Currently, there are more than 7,000 tickers available for research on Dividend.com. Not every stock, fund or security will receive a DARS rating or rank position.
The reason is quite simple. DARS uses a series of key metrics – Dividend Reliability, Dividend Uptrend, Yield Attractiveness, Earnings Growth and Relative Strength – to provide the fodder necessary for scoring. Put simply, to earn a rating, a security must be able to realize a score on all five metrics. You may be wondering what exactly are the five metrics, how do they fit in our DARS Model and, perhaps more importantly, what kind of securities will the rating system track? Read on to find out.
When you input a ticker for a stock or other income-producing security on Dividend.com’s homepage – in this case, we are using Johnson & Johnson (JNJ ) – you are redirected to its individual ticker page. On that page, near the top, you should see a box containing five different dividend metrics. This data includes the current dollar amount of annualized dividends as well as the securities dividend yield. A securities dividend yield is the dividend amount expressed as a percentage of a current share price. You’ll also get the number of consecutive years that a security has grown their dividend payment and their payout ratio. The last column in that box will represent the security’s possible DARS score. It’s this last column that we will be talking about today.

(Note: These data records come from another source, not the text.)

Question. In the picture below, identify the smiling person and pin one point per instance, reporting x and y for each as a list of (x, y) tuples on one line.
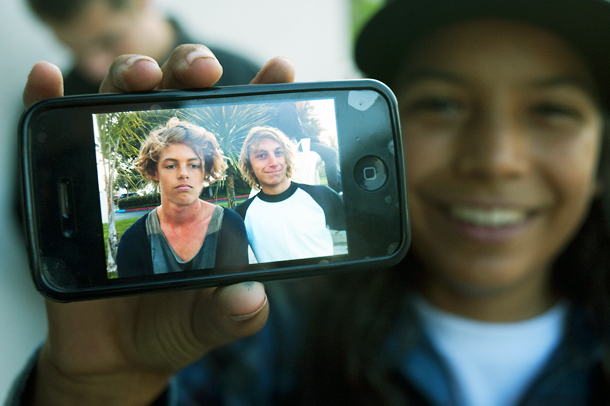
[(285, 220), (184, 232), (504, 297)]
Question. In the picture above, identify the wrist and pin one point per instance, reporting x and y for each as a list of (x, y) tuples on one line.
[(53, 386)]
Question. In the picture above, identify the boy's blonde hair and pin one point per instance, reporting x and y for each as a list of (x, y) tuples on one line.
[(253, 141)]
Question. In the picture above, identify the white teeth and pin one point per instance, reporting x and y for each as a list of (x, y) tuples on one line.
[(495, 217)]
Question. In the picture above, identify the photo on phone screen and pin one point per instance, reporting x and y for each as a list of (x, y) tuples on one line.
[(275, 164)]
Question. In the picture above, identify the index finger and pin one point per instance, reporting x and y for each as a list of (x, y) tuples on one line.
[(44, 82)]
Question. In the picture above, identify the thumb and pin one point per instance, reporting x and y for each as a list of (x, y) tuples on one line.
[(235, 311)]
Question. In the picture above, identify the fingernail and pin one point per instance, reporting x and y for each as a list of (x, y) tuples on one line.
[(197, 54), (243, 317), (132, 61)]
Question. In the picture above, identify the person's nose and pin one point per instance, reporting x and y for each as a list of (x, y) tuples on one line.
[(493, 145), (273, 160), (183, 172)]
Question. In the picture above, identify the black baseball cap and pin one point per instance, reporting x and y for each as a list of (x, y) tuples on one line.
[(585, 24)]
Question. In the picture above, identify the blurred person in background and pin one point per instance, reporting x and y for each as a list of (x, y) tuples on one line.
[(504, 296), (97, 31)]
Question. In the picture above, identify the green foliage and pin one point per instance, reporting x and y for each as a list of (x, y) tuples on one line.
[(138, 202), (231, 125)]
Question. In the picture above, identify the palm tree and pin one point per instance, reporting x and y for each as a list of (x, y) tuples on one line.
[(119, 135), (231, 125)]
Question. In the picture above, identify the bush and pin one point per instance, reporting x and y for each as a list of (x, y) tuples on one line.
[(138, 202)]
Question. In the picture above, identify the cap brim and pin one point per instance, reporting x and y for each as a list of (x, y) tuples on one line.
[(391, 32)]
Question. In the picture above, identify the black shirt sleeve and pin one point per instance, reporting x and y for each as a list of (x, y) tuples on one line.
[(134, 257), (232, 249)]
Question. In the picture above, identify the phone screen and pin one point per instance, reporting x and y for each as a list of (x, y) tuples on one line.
[(310, 149), (280, 181)]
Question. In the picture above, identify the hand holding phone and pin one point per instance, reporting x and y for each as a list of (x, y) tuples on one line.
[(123, 350)]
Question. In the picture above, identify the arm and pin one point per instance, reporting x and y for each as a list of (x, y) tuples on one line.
[(123, 351)]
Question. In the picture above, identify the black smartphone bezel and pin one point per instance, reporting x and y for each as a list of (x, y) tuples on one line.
[(70, 289)]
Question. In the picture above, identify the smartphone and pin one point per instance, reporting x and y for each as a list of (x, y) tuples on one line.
[(96, 228)]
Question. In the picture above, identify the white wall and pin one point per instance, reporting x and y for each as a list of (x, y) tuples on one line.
[(313, 34)]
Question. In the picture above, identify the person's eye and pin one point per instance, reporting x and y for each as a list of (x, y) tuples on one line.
[(552, 110)]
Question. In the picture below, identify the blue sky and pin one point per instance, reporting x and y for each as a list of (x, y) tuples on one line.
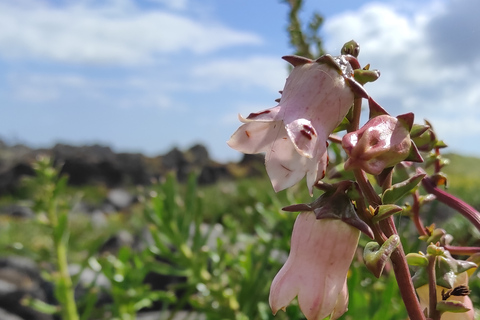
[(149, 75)]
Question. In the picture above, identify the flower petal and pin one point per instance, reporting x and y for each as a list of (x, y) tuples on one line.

As explained in the opening, not every stock, closed-end fund, exchange-traded fund (ETFs) or other security types will see a DARS rating. It takes the five specific metrics that go into that score. Each of those five parameters (Dividend Reliability, Dividend Uptrend, Yield Attractiveness, Earnings Growth and Relative Strength) is weighted equally at 20% to give the overall DARS score. Understanding what these metrics are is critical to understanding why we can rate some securities on our DARS model and not others.
With some basic knowledge of all the parameters of DARS, we can now see why only some of the thousands of tickers on Dividend.com can be ranked by the model. Below is a table of all the security types that are currently on Dividend.com. This list includes everything from common stocks and ADRs to more elaborate fare like ETFs and convertible bonds. On the chart, we see what can and what can’t get ranked. The common thread in all of this is that to get a DARS rating, a security has to be able to score on all five metrics. Let’s look at that more closely.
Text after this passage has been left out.